O Ministério Público do Estado do Tocantins (MPTO) instaurou procedimentos de investigação para apurar supostas irregularidades associadas ao deputado estadual Gutierres Torquato (PDT). A apuração é conduzida pela 22ª Promotoria de Justiça de Palmas por meio do Procedimento Preparatório nº 4779/2026, instaurado em 12 de agosto pelo promotor de Justiça Rodrigo Grisi Nunes. O ato foi publicado nas páginas 125 e 126 do Diário Oficial do MPTO nº 2450.

O foco das investigações está centrado na gestão e lotação de servidores em seu gabinete na Assembleia Legislativa do Estado do Tocantins (Aleto), na destinação de emendas parlamentares e no uso do Instituto Gratidão Tocantins, com o objetivo de checar se a entidade teria sido utilizada para promoção pessoal do parlamentar. A portaria oficial não informa o valor dos repasses ou das emendas sob análise, nem identifica empresas e familiares citados na denúncia — dados que serão levantados nas diligências do órgão ministerial.

Ao comentar os questionamentos, Gutierres Torquato negou veementemente qualquer irregularidade e associou as acusações ao calendário eleitoral. “São todas absurdas.

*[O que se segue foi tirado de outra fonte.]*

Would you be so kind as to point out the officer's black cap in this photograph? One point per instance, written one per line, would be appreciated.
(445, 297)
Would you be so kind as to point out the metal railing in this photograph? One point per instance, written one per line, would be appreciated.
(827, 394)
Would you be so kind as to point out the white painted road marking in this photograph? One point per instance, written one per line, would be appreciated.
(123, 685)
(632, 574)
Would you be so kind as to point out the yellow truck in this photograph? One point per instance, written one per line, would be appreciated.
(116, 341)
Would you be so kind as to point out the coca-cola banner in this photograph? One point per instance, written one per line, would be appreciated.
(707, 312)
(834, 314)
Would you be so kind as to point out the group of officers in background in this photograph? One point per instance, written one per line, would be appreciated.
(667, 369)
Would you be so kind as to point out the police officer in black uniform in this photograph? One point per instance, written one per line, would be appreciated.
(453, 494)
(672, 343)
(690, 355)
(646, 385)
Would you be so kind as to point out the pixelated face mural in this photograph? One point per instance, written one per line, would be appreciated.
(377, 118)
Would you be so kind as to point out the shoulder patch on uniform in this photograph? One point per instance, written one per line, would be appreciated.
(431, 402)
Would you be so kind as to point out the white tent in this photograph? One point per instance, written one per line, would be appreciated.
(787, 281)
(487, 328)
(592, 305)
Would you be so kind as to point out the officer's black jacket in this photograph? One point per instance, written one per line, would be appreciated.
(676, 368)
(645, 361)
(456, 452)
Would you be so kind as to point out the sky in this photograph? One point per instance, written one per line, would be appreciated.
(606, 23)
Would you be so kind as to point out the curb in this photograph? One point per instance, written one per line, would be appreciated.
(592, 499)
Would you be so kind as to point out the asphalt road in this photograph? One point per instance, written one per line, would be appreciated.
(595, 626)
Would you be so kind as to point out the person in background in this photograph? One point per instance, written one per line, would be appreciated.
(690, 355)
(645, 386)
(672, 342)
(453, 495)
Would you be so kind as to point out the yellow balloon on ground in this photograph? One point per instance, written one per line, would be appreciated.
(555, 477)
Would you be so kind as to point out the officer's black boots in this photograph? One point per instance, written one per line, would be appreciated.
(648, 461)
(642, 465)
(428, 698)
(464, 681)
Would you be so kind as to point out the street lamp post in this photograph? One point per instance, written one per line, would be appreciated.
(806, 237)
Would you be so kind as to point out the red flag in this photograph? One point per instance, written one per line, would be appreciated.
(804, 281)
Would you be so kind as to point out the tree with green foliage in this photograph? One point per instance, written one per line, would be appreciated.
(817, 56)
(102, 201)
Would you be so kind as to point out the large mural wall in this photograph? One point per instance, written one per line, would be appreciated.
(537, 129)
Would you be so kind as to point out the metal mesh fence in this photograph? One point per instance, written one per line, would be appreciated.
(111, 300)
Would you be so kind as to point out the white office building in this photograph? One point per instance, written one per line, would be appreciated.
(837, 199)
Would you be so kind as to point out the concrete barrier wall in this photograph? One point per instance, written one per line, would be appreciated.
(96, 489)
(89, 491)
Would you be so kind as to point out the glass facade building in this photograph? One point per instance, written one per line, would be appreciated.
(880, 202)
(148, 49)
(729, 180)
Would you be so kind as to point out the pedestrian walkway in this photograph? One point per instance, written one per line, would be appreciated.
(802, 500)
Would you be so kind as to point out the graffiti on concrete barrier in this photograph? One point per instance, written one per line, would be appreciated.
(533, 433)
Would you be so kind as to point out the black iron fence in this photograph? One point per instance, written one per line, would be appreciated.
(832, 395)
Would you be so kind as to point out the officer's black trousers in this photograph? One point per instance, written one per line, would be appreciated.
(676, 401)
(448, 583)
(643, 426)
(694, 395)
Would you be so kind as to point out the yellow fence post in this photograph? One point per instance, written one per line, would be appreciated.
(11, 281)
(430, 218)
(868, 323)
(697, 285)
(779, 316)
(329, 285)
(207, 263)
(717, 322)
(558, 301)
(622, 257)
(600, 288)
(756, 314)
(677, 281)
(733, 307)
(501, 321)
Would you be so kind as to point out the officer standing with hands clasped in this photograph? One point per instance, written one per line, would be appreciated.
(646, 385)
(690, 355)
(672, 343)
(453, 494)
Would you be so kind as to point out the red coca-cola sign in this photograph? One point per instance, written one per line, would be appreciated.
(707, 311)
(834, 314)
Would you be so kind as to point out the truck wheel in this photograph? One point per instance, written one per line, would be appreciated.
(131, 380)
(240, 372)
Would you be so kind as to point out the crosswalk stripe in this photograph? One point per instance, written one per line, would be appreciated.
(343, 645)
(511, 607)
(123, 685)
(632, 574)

Chega o período eleitoral, tentam fazer questionamento sem fundamento”, afirmou o deputado. O parlamentar reiterou que a entidade mencionada não movimenta recursos públicos. “O Instituto Gratidão Tocantins sequer conta tem, para não justificar dizer que já utilizou um centavo de recursos públicos”, disse. Questionado sobre supostos repasses a parentes ou empresas ligadas à família, ele reforçou: “Isso é um absurdo”.

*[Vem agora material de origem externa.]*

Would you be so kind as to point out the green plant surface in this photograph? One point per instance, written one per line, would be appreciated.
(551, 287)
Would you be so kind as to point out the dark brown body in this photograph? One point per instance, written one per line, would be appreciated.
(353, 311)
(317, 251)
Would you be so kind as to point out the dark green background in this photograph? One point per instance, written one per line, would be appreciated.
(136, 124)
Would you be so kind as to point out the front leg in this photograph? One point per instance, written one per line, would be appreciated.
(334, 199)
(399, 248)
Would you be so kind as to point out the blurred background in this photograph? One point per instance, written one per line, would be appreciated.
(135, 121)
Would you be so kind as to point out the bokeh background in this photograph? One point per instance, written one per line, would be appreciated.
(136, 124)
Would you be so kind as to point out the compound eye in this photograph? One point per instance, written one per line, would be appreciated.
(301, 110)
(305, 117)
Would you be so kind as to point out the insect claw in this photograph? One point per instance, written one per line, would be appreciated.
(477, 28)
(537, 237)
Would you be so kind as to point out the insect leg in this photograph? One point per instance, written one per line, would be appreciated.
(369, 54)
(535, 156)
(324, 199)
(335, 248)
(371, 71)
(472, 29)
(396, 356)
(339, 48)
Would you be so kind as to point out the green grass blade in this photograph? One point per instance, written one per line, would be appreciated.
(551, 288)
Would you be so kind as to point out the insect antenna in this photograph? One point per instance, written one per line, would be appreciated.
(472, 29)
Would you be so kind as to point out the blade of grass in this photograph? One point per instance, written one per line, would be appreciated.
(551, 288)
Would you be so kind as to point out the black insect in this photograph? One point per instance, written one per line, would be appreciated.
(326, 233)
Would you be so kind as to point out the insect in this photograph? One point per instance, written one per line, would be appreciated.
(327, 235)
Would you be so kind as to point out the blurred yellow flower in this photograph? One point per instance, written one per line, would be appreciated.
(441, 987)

Gutierres afirmou ainda que eventos do seu mandato foram realizados sem uso de dinheiro público e que prestou todas as informações ao órgão fiscalizador. “Os questionamentos que foram foram todos respondidos, com toda a documentação solicitada e com tudo, não há nada”, declarou. A instauração do procedimento preparatório é uma fase inicial de coleta de documentos e não representa denúncia criminal, ação de improbidade ou confirmação de irregularidades, cabendo ao MPTO decidir se abrirá inquérito civil, proporá medida judicial ou arquivará a matéria.